Firmamız PEKER DOKUMA KIL CADIR ile Tekstil ve Yan Sanayi sektöründe 2009 senesinden bu yana faaliyetimizi sürdürmekteyiz. Bünyemizde 2 Yönetici, 1 Memur, 7 İşçi olmak üzere firmamızda toplam 10 personel bulunmaktadır.
PEKER DOKUMA KIL CADIR şirketi webrehberine 07.06.2010 tarihinde üye olmuştur 
PEKER DOKUMA Kıl Çadır AYDIN ili Nazilli ilçesi YEŞİL MAHALLEDE kurulmuş olup. Keçi kılından çadır yapmaktadir. PEKER DOKUMA KIL ÇADIR olarak ilkemiz müşteri memnuniyetidir. her türlü zevkinize uygun siyah, boz ve kahverengi renklerde kıl çadır imalatı ve kurulumu tecrübeli ekibimizle yapılır. Şuan ege bölgesi, akdeniz ve marmara bölgelerinde ağırlıklı olan çalışmamızın tüm Türkiye`ye yayılması için çizdiğimiz yol haritasına sadık kalarak küçük adımlarla uzun mesafe katetmeyi hedefliyoruz. PEKER DOKUMA KIL ÇADIR olarak yine siyah, kahverengi ve boz renkli çadırlar müşterilerimizin isteği ve zevki doğrultusunda kusursuz ve yüksek kalitede yazlık, kışlık ve üzolasyonlu çeşitlerimizle en uygun fiyata söz verdiği zamanda teslim eder.
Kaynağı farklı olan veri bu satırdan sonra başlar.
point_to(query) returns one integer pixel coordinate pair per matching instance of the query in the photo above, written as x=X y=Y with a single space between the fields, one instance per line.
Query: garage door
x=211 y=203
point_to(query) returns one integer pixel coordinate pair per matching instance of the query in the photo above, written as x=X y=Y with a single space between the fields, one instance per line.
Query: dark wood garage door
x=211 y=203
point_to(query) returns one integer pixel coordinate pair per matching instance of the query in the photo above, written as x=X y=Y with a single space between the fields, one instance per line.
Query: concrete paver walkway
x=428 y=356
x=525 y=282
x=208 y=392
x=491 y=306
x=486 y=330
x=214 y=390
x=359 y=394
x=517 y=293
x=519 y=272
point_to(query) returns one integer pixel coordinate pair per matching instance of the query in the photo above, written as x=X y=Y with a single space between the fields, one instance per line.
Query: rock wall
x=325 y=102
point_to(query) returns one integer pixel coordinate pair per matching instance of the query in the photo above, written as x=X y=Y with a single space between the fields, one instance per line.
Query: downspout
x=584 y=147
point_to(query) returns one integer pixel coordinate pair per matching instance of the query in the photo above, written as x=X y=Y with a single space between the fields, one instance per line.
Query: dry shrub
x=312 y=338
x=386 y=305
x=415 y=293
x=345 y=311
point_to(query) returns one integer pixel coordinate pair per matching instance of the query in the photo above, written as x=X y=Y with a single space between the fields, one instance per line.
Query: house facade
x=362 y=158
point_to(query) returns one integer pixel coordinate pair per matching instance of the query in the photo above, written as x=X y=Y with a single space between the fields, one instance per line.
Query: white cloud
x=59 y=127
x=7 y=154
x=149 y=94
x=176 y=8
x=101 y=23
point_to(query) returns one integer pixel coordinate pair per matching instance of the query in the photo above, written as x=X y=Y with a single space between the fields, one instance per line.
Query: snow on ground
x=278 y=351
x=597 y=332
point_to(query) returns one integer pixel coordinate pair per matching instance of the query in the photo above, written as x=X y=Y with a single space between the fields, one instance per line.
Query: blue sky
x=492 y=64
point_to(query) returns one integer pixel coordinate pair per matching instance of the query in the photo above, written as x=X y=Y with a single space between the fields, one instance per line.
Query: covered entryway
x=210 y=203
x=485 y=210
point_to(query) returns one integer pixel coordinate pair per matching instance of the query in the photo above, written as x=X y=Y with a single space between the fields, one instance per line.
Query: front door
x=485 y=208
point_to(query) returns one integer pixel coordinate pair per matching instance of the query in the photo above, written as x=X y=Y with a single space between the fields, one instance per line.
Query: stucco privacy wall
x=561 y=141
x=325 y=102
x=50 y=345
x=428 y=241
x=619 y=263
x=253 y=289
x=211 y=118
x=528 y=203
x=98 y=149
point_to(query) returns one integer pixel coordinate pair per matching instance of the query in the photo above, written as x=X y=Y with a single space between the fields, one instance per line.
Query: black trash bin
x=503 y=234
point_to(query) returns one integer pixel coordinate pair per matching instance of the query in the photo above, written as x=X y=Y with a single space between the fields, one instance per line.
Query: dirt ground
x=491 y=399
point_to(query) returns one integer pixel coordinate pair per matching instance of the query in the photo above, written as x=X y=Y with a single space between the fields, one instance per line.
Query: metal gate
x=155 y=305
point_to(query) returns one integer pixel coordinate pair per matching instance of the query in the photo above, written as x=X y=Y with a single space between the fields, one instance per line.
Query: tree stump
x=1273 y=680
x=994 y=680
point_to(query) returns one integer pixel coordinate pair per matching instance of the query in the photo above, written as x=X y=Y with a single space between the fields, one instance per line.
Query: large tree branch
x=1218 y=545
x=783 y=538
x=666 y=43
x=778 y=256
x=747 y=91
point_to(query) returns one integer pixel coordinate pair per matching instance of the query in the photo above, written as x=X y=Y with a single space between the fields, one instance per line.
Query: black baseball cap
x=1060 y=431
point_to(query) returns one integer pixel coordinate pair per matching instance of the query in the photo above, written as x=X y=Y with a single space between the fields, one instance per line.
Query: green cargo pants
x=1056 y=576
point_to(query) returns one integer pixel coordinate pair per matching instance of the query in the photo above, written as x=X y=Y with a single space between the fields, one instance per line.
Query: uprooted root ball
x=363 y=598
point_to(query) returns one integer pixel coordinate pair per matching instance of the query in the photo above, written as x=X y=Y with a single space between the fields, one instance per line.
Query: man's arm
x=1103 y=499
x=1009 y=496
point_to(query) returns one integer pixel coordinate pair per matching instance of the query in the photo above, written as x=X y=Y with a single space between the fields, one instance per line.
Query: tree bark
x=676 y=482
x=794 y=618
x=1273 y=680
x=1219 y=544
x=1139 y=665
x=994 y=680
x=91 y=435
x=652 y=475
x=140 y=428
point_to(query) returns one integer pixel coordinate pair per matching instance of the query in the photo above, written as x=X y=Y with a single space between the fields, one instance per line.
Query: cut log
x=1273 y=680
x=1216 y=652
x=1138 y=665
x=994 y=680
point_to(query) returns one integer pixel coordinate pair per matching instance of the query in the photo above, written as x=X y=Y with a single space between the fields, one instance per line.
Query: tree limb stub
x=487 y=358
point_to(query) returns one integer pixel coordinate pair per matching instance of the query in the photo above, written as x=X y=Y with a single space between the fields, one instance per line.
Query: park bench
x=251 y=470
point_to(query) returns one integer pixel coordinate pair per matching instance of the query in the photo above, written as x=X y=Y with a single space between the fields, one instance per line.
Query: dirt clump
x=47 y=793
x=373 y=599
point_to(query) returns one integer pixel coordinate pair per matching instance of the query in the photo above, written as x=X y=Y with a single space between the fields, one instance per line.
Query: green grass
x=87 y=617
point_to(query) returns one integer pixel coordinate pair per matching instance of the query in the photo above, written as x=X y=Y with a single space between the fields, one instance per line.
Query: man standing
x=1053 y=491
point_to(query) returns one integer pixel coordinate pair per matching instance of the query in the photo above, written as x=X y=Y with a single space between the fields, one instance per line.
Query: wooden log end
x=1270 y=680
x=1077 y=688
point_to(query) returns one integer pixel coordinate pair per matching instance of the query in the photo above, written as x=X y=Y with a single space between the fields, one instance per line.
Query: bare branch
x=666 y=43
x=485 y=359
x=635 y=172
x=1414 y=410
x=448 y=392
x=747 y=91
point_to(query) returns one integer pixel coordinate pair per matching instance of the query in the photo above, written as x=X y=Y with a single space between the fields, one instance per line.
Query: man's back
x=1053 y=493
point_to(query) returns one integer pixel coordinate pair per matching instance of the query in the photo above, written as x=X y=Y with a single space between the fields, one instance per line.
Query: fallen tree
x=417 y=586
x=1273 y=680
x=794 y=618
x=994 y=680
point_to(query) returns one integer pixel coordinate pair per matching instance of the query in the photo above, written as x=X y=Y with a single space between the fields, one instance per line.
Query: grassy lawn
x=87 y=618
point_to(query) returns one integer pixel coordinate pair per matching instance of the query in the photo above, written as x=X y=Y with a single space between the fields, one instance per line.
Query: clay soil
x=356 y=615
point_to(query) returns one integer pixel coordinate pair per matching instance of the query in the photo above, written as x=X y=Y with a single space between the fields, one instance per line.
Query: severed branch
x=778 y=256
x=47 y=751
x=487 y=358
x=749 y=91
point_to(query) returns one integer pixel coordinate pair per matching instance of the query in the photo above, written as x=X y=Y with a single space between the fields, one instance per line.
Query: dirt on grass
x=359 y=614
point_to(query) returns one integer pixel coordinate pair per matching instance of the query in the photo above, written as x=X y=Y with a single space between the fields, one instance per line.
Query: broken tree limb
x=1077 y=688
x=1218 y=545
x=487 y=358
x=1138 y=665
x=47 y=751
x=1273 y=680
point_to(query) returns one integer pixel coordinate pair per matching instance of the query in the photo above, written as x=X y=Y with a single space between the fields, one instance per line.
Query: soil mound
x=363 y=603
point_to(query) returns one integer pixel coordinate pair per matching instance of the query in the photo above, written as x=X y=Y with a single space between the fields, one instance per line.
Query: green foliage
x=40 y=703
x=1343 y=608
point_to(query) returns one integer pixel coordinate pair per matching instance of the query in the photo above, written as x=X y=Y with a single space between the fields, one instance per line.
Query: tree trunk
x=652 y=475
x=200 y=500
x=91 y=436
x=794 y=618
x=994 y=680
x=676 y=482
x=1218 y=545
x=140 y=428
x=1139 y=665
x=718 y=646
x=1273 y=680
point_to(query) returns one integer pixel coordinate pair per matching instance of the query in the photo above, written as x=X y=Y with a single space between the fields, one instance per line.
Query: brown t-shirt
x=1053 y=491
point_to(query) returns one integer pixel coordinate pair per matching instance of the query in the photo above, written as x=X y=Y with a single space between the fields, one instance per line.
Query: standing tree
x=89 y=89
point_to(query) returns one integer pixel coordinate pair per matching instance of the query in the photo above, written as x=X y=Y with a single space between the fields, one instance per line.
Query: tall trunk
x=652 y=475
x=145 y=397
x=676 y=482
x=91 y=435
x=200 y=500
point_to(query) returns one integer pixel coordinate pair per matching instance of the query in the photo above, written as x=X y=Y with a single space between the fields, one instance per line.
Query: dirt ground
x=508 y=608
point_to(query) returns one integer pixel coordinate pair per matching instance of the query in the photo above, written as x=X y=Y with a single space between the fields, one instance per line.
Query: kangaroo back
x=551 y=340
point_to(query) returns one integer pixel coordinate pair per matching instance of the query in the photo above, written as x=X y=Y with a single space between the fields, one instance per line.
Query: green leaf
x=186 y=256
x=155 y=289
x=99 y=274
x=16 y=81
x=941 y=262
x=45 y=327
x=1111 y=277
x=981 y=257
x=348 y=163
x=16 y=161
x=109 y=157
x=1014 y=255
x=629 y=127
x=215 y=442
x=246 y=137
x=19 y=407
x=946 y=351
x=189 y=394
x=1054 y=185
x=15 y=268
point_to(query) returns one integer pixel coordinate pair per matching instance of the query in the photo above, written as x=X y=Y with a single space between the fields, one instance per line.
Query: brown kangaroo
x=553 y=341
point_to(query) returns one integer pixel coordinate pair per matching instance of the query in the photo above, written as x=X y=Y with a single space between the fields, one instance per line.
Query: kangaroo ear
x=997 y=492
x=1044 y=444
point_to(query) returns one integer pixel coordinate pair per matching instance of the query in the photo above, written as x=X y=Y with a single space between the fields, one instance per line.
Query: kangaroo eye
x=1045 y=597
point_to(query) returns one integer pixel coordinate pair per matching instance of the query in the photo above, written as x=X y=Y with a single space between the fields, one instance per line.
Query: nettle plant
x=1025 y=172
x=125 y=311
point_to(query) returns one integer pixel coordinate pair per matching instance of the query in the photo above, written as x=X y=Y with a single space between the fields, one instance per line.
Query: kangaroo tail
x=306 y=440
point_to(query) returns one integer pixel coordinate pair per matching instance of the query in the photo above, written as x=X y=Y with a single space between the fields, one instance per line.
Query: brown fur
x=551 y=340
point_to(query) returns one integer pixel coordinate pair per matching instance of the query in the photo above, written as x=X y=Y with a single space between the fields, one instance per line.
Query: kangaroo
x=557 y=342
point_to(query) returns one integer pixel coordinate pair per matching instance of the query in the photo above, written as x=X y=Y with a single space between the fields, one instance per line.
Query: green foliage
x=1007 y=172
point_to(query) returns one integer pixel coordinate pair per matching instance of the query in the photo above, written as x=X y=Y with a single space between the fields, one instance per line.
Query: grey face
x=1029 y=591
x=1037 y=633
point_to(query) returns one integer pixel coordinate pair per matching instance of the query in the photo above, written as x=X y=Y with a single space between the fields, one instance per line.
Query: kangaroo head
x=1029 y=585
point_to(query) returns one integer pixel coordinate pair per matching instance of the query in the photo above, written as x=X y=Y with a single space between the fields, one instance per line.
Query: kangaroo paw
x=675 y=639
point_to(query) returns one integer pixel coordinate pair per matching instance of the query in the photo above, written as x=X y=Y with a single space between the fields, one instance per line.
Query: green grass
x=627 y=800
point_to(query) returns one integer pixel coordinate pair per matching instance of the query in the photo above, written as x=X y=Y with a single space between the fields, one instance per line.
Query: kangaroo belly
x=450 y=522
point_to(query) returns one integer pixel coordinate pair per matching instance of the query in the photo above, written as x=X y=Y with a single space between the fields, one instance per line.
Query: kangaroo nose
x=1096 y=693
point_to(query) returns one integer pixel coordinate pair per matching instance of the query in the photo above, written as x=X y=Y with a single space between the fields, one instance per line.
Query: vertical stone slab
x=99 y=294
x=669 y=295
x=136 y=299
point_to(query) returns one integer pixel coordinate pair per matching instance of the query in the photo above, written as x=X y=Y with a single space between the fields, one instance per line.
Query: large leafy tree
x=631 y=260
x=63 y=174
Yeni ürün ve hizmetlerimizin müşterilerimize en iyi şekilde ulaşması için bütün yatırım araçlarını devreye sokarak hiçbir gider ve masraftan kaçınmayan hedefi müşteri odaklı çözümlerle tam müşteri memnuniyeti sağlamak için varolan bir vizyonla çalışmaktadır.

Vizyon misyon


 Müşterilerimizin memnuniyetini en üst düzeyde tutmak için kalite standartlarına uygun ve el emeği ile yapmış olduğumuz dokuma çeşitlerimizle hizmet üretmektir.


 Yörük Çadırı Fiyatları 

 Yörük Çadırı fiyatları mekan ölçüsü de dikkate alınarak hesaplanmaktadır. Ayrıca çadır yapımında kullanılan malzemeler de ekstra maliyet çıkarmaktadır. Çadır kurulacak yerin uzaklığı da doğal olarak işin içine ulaşım masrafını dahil etmektedir. Genel olarak bu maliyetler ayrı ayrı hesaplanmak yerine toplam ortalama bir ücret verilmektedir. Bu yüzden çadırı kuracak olan ekiple görüşmeniz gerekmektedir. Fiyatlar çoğu zaman metrekare olarak hesaplanmaktadır. Mekan ne kadar geniş ve yüksekse fiyat da doğal olarak artacaktır. Fakat çoğu yapıya veya malzemeye göre kıl çadırı daha ekonomik ve estetik olmaktadır. Her ne kadar fiyat bazen yüksek olarak düşünülse de el emeği olan, belki de yüzlerce kişinin elinden geçen bu ata yadigarı eser fiyatını oldukça hak etmektedir diye düşünüyoruz.

YÖRÜK ÇADIRI VE TÜRKLER


Eski çağlardan günümüze kadar gelmiş olan bu geleneğimizi paylaşarak yaşatmak.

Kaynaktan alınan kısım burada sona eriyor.